Guide to the Human Genome
Home | Table of Contents | Search text | Search genes | Search sequences | Purchase | FAQ | Blog | Help

Gene Structure

The tables and figures in this section use a different gene set than that used in most of the text. The set used here was chosen because it derives from the set of transcripts mapped onto the human genome reference DNA sequence. Some of the differences between the mapped transcripts and the cDNA sequences used to predict the RefSeq proteins derive from some members of the latter set not mapping precisely onto the reference genome sequence. A single transcript from each named gene was used to produce the tables and figures in this section. Transcript predictions and some other special cases were excluded (see Notes and References). The retained set was 18,159 transcripts.

Gene sizes

Human genes vary over a wide size range. This is illustrated in the following figure. The size shown is for a single transcript from each gene including its introns; alternate products, in some cases, may span a larger combined region. The plot is cumulative with the y-axis showing the percentile. About 15% of the transcripts span greater than 100 kb of genomic sequence. The median size was 23,329 nucleotides. Genes with no annotated UTR (excluded from this set) tend to be small so these values may be overestimates. These estimates are further complicated by issues relating to the size of the annotated UTRs.

Gene Sizes

The following table presents some of the largest genes in the human genome. These sizes are from transcribed regions rounded to the nearest 0.01 Mb. For comparison, genes encoding some of the largest proteins have been included. For more information about these genes, see the section listed in the right column. Some of these genes produce a very large number of transcripts and isoforms. Many have functions in the development of the nervous system. Note that links for the gene names point to a single isoform / transcript and that the reference set may include others.

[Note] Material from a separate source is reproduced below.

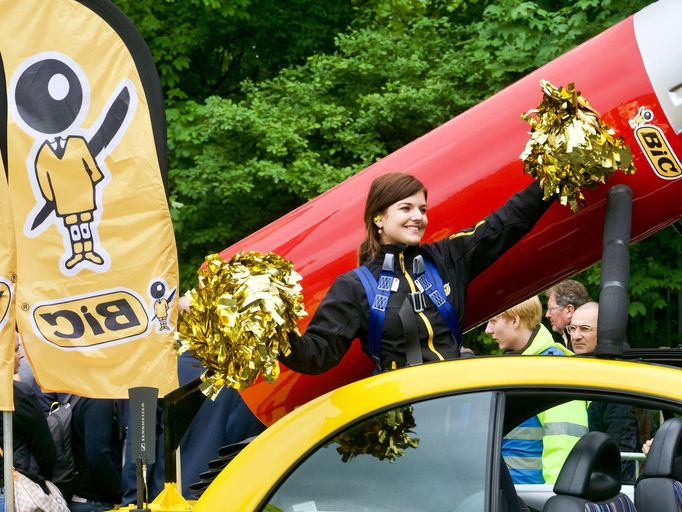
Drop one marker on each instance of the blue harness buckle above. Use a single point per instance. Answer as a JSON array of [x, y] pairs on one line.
[[417, 299]]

Largest Genes in the Genome
GeneSize (Mb)ProteinSection
CNTNAP2 2.30 Caspr2 protein Neurons
PTPRD 2.30 receptor protein tyrosine phosphatase D Protein Tyrosine Phosphatases
DMD 2.22 dystrophin Muscle
DLG2 2.17 chapsyn-110 Synapses
CSMD1 2.06 Additional Interaction Domain Families
MACROD2 2.06 Additional Genes in Development
EYS 1.99 Crystallins and Other Eye proteins
LRP1B 1.90 lipoprotein receptor family Lipoproteins
CTNNA3 1.78 α catenin 3 Cadherins and Related Proteins
A2BP1 1.69 ataxin 2 binding protein Cerebellum
FHIT 1.50 dinucleoside triphosphate hydrolase Nucleotide Pathways
AGBL4 1.49 Carboxypeptidases
FAM190A 1.47
GPC5 1.47 glypican 5 Protein Glycosylation
GRID2 1.47 glutamate receptor Glutamate
NRXN3 1.46 neurexin 3 Neurons
MAGI2 1.44 membrane guanylate kinase PDZ Domain
DPP10 1.40 dipeptidyl peptidase family Serine Proteases
PARK2 1.38 parkin Neurons
IL1RAPL1 1.37 receptor accessory protein Interleukins and Their Receptors
CNTN5 1.34 contactin 5 Neurons
PRKG1 1.30 protein kinase Cyclic Nucleotides
DAB1 1.25 D. melanogaster disabled homolog 1 Additional Membrane Functions
ANKS1B 1.25 cajalin 2 Nucleus and Nucleolus
GALNTL6 1.23 Protein Glycosylation
KCNIP4 1.22 Potassium Channels
CSMD3 1.21 Additional Interaction Domain Families
IL1RAPL2 1.20 receptor accessory protein Interleukins and Their Receptors
AUTS2 1.19 Fibroblast Growth Factors
DCC 1.19 netrin receptor Netrins and Laminins
GPC6 1.18 glypican 6 Protein Glycosylation
CDH13 1.17 cadherin 13 Cadherins and Related Proteins
ERBB4 1.16 EGF receptor family Epidermal Growth Factor
SGCZ 1.15 sarcoglycan zeta Muscle
ACCN1 1.14 cation channel Sodium Channels
CTNNA2 1.14 α catenin 2 Cadherins and Related Proteins
SPAG16 1.13 sperm antigen Testes and Sperm
NRG1 1.12 neuregulin 1 Neurons
OPCML 1.12 Neurons
PTPRT 1.12 protein tyrosine phosphatase Protein Tyrosine Phosphatases
NRXN1 1.11 neurexin 1 Neurons
WWOX 1.11 oxidoreductase WW Domain
NRG3 1.11 neuregulin 3 Neurons
CDH12 1.10 cadherin 12 Cadherins and Related Proteins
DPP6 ~ 1.10 dipeptidyl peptidase family Serine Proteases
PARD3B 1.07 tight junction protein PDZ Domain
PTPRN2 1.05 protein tyrosine phosphatase Protein Tyrosine Phosphatases
SOX5 1.03 transcription factor SOX Family
NKAIN2 1.02 T cells
Genes for Large Proteins
GeneSize (Mb)ProteinSection
TTN 0.28 titin Muscle
MUC16 0.13 mucin 16 (CA-125 antigen) Mucins

TTN and MUC16 are the largest proteins in the reference set but their genes are only a fraction of the size of the largest genes.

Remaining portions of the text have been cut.